Tuesday, September 24, 2013

Happy Hundredth, Herb!




Today---September 24---is the 100th birthday of still-active jazz singer Herb Jeffries (born Jeffrey). Here is part of an interview I conducted with him in 1991:

"On April 29) 1933, the switch was thrown in Chicago opening the two-year World's Fair-like Century of Progress Exhibition whose attractions included, according to one report, 'a partial reconstruction of a walled city in China, a golden-roofed lama from Jehol, a picturesque nunnery of UxMal representing the Zenith of Mayan culture and a teahouse from Japan.' Singer Herb Jeffries remembers:

'I went from Detroit to Chicago to check out the World's Fair there. Back in Detroit I'd been singing in dime-a-dance joints and that was pretty much it for me. Chicago was like the beginning of the world for me. I've been to a few fairs---Seattle, New York---but nothing ever like that. There was a wide outer drive for cars, four and five lanes wide. Everyone was working. It was alive like I've never ever seen a city ... not even Paris, where I lived for ten years, as alive as Chicago during the 1933 World's Fair. Before too long I got a job singing with the Earl Hines band, and I remember the Dillinger slaying on Indiana Avenue in 1934, engineered by the Feds. We all got word of it ten minutes after it happened; it was all over the place --- on the telephones, the radio. We were all living at the nearby Trenier Hotel where a lot of black entertainers stayed, and I jumped on the running board of a car and went around there to where it happened to take a look. The blood was still splattered all over the movie theater, all over the sidewalk because, boy, they just mowed that guy Dillinger down.

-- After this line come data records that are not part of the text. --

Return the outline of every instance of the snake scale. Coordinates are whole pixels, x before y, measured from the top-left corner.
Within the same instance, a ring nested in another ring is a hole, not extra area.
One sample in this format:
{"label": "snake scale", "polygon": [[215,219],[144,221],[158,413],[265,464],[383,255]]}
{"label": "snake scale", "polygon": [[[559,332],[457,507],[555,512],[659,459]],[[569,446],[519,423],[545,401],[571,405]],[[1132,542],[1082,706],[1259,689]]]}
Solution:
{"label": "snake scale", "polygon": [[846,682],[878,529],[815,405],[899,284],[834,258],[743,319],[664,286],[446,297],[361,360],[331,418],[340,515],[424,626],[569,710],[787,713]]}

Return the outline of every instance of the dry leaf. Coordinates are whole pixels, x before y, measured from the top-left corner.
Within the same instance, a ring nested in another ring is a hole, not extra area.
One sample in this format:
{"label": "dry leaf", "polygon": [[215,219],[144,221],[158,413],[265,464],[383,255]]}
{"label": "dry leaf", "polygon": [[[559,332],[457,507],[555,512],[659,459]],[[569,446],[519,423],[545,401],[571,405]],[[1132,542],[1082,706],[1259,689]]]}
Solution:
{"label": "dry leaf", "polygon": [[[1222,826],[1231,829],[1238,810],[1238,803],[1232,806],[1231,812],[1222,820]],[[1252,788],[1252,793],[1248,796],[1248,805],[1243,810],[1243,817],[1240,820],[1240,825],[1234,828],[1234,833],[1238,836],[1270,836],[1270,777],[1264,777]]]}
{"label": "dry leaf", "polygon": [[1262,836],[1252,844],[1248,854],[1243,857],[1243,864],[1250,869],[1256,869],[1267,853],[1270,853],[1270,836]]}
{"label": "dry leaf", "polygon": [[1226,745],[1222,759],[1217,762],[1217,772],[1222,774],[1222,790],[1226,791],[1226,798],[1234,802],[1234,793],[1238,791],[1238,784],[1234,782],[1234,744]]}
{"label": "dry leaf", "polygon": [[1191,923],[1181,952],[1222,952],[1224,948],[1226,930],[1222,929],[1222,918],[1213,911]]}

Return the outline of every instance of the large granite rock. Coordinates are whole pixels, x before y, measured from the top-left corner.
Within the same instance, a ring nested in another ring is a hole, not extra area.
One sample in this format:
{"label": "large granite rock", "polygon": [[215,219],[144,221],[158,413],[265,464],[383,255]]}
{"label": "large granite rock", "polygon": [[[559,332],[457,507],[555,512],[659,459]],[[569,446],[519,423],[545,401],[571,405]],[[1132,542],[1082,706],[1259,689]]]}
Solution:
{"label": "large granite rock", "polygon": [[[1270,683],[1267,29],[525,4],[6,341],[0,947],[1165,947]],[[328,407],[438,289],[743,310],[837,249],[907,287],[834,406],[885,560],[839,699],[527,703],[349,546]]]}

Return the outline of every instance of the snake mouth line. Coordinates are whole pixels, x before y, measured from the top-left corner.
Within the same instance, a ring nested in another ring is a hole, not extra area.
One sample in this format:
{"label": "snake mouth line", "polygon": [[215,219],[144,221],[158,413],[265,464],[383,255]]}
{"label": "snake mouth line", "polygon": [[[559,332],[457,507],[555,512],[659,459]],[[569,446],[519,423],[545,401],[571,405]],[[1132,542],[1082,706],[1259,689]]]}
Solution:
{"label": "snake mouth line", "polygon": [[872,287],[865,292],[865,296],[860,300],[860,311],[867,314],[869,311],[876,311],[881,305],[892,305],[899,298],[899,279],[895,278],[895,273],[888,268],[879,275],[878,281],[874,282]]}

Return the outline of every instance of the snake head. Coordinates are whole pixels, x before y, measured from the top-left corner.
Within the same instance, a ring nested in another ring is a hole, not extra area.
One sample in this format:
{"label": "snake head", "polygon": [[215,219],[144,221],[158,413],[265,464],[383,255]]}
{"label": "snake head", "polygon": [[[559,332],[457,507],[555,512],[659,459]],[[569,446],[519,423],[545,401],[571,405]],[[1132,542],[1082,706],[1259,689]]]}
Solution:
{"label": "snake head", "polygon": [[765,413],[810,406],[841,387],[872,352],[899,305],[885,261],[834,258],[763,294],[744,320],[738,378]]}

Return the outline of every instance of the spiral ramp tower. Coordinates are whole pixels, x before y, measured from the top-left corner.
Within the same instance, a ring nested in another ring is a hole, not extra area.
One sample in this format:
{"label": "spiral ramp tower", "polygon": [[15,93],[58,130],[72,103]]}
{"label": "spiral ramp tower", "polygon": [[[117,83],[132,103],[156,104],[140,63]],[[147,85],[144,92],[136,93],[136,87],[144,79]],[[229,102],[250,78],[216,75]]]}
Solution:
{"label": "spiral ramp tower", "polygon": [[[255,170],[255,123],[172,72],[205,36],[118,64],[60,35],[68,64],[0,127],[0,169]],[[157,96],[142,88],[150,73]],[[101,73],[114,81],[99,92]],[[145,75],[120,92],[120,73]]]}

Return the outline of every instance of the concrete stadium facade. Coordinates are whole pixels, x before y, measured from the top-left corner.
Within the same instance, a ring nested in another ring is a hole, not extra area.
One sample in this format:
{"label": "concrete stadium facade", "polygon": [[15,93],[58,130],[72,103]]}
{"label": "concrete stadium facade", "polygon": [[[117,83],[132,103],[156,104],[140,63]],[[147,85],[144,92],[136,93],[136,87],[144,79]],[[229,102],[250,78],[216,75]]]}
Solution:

I can still see in my mind the tear sheets of the picture that was playing there---Manhattan Melodrama--- and the glass over them shot all out. They had obviously planned this whole thing very meticulously because otherwise they would have killed the woman in the box-office. I'll never forget that as long as I live.'"

Bill Reed. Hot from Harlem: Twelve African American Entertainers, 1890-1960. Kindle Edition.

And additional natal felicitations to another fine singer, Rebecca Kilgore!

1 comment:

Unknown said...

Thank you Bill for keeping these great artists before our eyes and ears! I'll do my part and broadcast a 2 hour tribute to Herb Jeffries.